Aiming to expand beyond English-language programming for its FiOS IPTV offering, Verizon has cut a content deal with GlobeCast World TV, giving it the signal transport and licensing rights for up to 37 international channels in 18 languages from Asia, Eastern Europe and the Middle East.
The announcement was made today at the IPTV World conference in San Francisco.
Verizon has the ability to make the international content available to FiOS customers on both a linear and VoD basis. The GlobeCast unit plans to provide Verizon with access to 40 additional channels sometime next year.
“This deal is reflective of the evolution of the content model, where broadcast TV has hit the wall, and providers are looking to offer more personalized content,” said Tom Nolle, president of CIMI Corp. “International content is a low-hanging fruit for use during this evolution. The YouTube phenomenon represents a building consumer desire for fresh content rather than another generation of I Love Lucy reruns.”
Personalized content will become a top priority next year, Nolle predicted, as broadcasters “are running out of things to throw at consumers, who increasingly want content directly relevant to them.”
Providing multicultural programming is becoming a high priority as GlobeCast estimates 23 million people in the United States speak a primary language other than English or Spanish at home. The company claims it broadcasts 206 global TV and radio brands from 42 countries in 35 languages via cable, satellite broadband and mobile platforms.

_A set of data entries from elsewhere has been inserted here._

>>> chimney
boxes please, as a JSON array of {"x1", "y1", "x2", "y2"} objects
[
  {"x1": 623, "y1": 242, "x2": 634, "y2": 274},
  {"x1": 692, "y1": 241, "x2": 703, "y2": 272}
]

Verizon FiOS TV provides a broad array of all-digital programming, two dozen high-definition channels, up to 3,000 on-demand titles and FiOS TV Widgets, which supplies one-touch, on-demand access to real-time local weather and traffic.
Its newest service, Home Media DVR, combines a multi-room digital video recorder with Media Manager, a feature that lets subscribers view photos and listen to music stored on their PCs through their TV. Verizon delivers FiOS TV over an all-fiber infrastructure.
GlobeCast World TV’s parent company, GlobeCast, is a subsidiary of France Telecom. The company said its presence includes 15 teleports and technical operations centers throughout Africa, Asia, Australia, Europe, the Middle East and the United States. It claims to manage and transport 10 million hours of video and other rich media annually.